Tthe Czech Republic was quickest out of the blocks to begin righting the ship. Prague’s equity market gained 3.7% by mid-morning on August 25, after having sunk to its lowest level since the middle of January the previous day, as the PX index lost 4.6% to close at 946.34. The index is still down over 10% from its peak hit in April of this year, meaning it is classed as in a market correction phase.

With investors still testing the Czech central bank's resolve to keep the koruna capped at CZK27 to the euro, the currency lost just 0.02% on August 24 to close the day at CZK27.032. As nerves settled early the next morning, the koruna's attraction as the ultimate haven faded somewhat, and the currency dropped to CZK27.05. Yields on the 10-year Czech sovereign bond were volatile on August 24, although contained within a relatively small range, and finished the day 0.04pp higher at 0.877%.

In Southeast Europe, the region’s biggest market outside of Turkey, Romania, was still struggling early on August 25. The blue chip BET index of the Bucharest Stock Exchange (BSE) was down another 1.7% in mid-morning trade from Monday's closing. The previous day saw the index dropping by 6.3%, after it had reached even lower values during the day. It was the steepest decline the BSE has seen in years.

All other market indices – of financial investment funds, the broader indices index and of the most liquid shares – dropped by more than 6% on August 24. The local currency did better, losing only 0.25% to the euro, while strengthening by 1.57% versus the dollar.

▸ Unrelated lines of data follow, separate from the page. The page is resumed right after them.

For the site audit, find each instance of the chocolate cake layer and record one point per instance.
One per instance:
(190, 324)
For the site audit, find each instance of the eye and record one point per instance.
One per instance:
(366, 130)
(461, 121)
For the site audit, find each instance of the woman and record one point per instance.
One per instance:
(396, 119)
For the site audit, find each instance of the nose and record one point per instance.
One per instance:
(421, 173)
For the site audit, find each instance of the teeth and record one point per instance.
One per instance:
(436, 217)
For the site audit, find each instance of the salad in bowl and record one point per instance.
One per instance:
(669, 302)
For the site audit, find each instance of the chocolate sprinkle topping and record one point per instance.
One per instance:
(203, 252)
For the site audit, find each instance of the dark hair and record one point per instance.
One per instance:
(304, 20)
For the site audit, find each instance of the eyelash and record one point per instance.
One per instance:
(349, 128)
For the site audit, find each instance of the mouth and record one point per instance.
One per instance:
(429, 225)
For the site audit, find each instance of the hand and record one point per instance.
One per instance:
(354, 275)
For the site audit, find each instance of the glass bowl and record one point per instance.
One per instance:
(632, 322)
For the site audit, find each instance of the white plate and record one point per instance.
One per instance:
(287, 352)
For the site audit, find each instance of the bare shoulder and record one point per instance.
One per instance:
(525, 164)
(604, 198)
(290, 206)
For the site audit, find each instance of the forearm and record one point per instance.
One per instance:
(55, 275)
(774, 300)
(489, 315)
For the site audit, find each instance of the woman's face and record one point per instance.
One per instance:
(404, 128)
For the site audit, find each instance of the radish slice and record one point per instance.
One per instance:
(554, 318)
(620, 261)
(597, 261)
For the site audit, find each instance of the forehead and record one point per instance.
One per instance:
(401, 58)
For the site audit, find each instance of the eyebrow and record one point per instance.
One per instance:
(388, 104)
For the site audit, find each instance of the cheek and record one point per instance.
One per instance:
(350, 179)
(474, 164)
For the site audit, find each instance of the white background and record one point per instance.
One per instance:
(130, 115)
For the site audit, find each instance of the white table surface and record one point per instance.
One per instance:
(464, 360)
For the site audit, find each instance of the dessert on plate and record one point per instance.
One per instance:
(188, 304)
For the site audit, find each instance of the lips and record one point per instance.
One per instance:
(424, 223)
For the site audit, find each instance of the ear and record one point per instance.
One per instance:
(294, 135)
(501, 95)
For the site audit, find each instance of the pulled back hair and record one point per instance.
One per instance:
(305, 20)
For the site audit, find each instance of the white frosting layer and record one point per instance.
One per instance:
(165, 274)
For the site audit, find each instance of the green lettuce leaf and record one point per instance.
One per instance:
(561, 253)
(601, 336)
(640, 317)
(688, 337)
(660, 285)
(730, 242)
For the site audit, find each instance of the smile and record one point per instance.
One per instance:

Croatian stock indices continued to drop in the morning of August 25 after all of them ended the previous day in the red. However, the decline has eased. The CROBEX10 index of the bourse's 10 most liquid companies was down by 0.34% to 1,009.67 by early morning trade. The index had dropped 2.35% to 1,013.11 the previous day, a record low since July 8. The other important stock index, the CROBEX of 25 companies, was 0.32% down at 1,725.99. It dropped 2.92% to 1,731.51 on August 24. The ZSE's total turnover jumped to HRK30.8mn (€4.1mn) on August 24 from HRK8.4mn in the previous trading day. The biggest turnover, of HRK5.2mn, was generated by food and pharmaceuticals producer Podravka, which closed down 2.47% at HRK316.99.

The Bulgarian Stock Exchange’s blue chip index SOFIX dropped by 3.06% on August 24, but was up by 1.14% in the first hours of trading on Tuesday morning

Kazakhstan’s stock market was also stable in morning trading on August 25, with the main KASE Index flat at 837.02, as shares of KAZ Minerals and KMG EP showed strength.

Kazakh stocks also took a battering on August 24, though analysts say that was less to do with the turmoil on the Chinese stock market, than the slump in global commodity prices.

The KASE Index, composed of nine corporate stocks – three commercial banks, three resources-related companies, two telecoms and a power grid company – fell by 6.56% to 830.98 on August 24, cutting the big gains of 9.25% on August 20 made after the government announced it would allow the tenge to float freely, which pushed the currency’s value down by nearly 29% to KZT255.26 to the dollar on August 20.

The devaluation of the tenge will benefit exporters of mineral resources, as it reduces the dollar value of production costs. On August 20, the shares of copper producer KAZ Minerals surged by 22.1%, while the stocks of KazMunaiGas Exploration & Production (KMG EP) jumped by 30.7%.

The crushing of the Chinese stock market has pushed the global prices of minerals down; as a result, shares of KAZ Minerals fell by 8.5% and those of KMG EP by 13.6% on August 24. The shares of Kazakhstan’s national oil-transporting company KazTransOil also fell by 5.7% on August 24.